In this embodiment, this idea is further developed. Here, not only two positions (A, B) are considered for the relative axial position of the work roll, but a total of five different positions are considered. When the transition of the rolling position correction value K and the stand coefficient M with respect to the work roll shift SPOS is plotted, the function curve shown in FIG. 3 and FIG. A marked point is obtained. In this case, the left and right end points on the horizontal axis correspond to the maximum shift distance SPOS _max or the minimum shift distance SPOS _min of the work rolls 1 and 2. This function curve can then be the basis for the calculation of the effective average reduction of the work roll. FIG. 3 also shows the reference position R at the time of calibration. From this, the function curve according to FIG. 3 or 4 can be calculated.

  That is, according to this embodiment, the calibration process is performed at a plurality (here, 5) of different shift positions, and the distortion curve is stored as a function of the shift position, which is the basis for further calculations. As a result of the calibration process involving the acquisition of a plurality of strain curves, an accurate correction value K of the rolling position for the thickness control and the stand factor M is obtained as a function of the work roll shift. These values are stored. Thus, not only relying on the calculated values, but also using the measured values at various shift positions increases accuracy.

  Further, according to the simplified configuration of the present invention, it is possible to obtain the average value of the swiveling position and / or the calculated stand coefficient or correction value for adjusting to the symmetrical roll gap, and to use as a basis for further calculation. It is.
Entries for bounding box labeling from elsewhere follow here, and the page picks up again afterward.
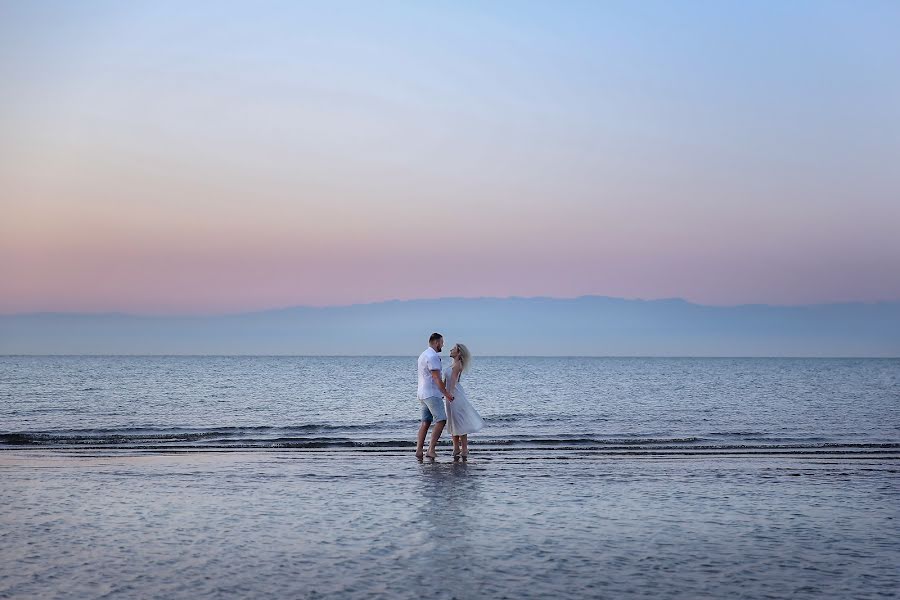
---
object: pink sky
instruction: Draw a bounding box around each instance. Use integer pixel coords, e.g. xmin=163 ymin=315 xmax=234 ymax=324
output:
xmin=0 ymin=3 xmax=900 ymax=313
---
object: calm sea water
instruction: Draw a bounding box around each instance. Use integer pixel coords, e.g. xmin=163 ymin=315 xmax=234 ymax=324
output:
xmin=0 ymin=357 xmax=900 ymax=598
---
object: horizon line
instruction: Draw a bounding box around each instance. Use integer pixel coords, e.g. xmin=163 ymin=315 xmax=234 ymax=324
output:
xmin=0 ymin=294 xmax=900 ymax=318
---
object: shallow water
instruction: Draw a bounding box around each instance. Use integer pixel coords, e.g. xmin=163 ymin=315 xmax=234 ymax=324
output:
xmin=0 ymin=450 xmax=900 ymax=598
xmin=0 ymin=357 xmax=900 ymax=450
xmin=0 ymin=357 xmax=900 ymax=598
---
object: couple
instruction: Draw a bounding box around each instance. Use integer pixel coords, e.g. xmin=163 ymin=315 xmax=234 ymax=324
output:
xmin=416 ymin=333 xmax=484 ymax=458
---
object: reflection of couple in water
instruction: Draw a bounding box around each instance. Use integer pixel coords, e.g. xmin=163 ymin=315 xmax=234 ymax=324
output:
xmin=416 ymin=333 xmax=484 ymax=458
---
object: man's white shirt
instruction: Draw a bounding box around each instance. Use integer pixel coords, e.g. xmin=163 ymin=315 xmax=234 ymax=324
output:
xmin=418 ymin=346 xmax=443 ymax=400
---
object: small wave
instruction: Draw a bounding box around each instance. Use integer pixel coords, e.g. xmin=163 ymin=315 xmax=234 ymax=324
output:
xmin=0 ymin=426 xmax=900 ymax=453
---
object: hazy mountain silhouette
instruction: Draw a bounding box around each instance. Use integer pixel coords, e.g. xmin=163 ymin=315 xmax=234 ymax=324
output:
xmin=0 ymin=296 xmax=900 ymax=356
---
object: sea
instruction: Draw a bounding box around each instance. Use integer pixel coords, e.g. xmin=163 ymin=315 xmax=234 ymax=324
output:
xmin=0 ymin=355 xmax=900 ymax=599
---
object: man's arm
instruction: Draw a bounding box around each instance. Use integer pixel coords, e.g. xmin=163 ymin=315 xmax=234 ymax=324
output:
xmin=431 ymin=369 xmax=453 ymax=402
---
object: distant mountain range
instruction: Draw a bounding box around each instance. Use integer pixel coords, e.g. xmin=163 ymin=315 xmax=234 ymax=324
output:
xmin=0 ymin=296 xmax=900 ymax=357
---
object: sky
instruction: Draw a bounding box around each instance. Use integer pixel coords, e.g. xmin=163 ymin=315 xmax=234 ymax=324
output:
xmin=0 ymin=0 xmax=900 ymax=314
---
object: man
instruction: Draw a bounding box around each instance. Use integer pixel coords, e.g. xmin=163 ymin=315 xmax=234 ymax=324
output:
xmin=416 ymin=333 xmax=453 ymax=458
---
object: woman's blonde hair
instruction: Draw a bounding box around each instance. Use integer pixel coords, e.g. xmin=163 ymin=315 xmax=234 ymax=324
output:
xmin=456 ymin=344 xmax=472 ymax=371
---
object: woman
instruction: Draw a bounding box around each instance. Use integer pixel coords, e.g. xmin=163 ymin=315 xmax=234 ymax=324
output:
xmin=444 ymin=344 xmax=484 ymax=458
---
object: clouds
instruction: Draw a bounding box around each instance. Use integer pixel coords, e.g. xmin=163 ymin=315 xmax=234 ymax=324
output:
xmin=0 ymin=3 xmax=900 ymax=312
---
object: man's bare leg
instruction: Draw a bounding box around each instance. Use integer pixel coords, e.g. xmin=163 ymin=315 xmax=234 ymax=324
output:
xmin=425 ymin=421 xmax=447 ymax=458
xmin=416 ymin=421 xmax=431 ymax=458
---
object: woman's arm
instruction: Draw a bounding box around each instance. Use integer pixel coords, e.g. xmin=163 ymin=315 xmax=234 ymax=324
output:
xmin=447 ymin=364 xmax=462 ymax=394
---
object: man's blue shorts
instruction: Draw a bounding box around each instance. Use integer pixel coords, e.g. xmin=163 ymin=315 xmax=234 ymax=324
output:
xmin=419 ymin=396 xmax=447 ymax=423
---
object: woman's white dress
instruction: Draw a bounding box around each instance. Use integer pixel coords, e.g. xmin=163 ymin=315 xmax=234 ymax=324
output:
xmin=444 ymin=367 xmax=484 ymax=435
  The calculation model simulates the load distribution in the roll gap and the geometric changes and fluctuations of the load distribution between the work roll and the backup roll and the related distortion changes from the calibration state and compares them with the measured values. The That is, this adapts the calculation model, which increases the setting accuracy. In a further step, conversion is performed from the calibration state to the current shift position and strip width, respectively. That is, the thickness control takes this effect into account, thereby adjusting to a more accurate thickness.

The work roll preferably used in the method according to the present invention preferably does not have a cylindrical outer shape and is a so-called CVC roll or a roll that can be expressed by a trigonometric function. That is, it is a work roll formed asymmetrically. Basically, however, this method can be used for all types of rolls, i.e. in particular cylindrical work rolls, conventional convex or concave curved work rolls, so-called "Tapered". ) "Roll (see Patent Document 2 for this), so-called CVC tapered roll (see Patent Document 3 for this), or generally a radial function having an nth order polynomial (R (x) = a ₀ + a ₁ x + a ₂ x ² +... + A _n x ^n, where R is the radius, x is the longitudinal coordinate of the roll cylinder, and a _{i is a} polynomial coefficient).

  That is, the measured load cell force or cylinder force is referenced as a reference force in order to obtain a strain curve or in a calibration process. Alternatively, an average value of load cell force and cylinder force can be determined for each side and used in the calibration process.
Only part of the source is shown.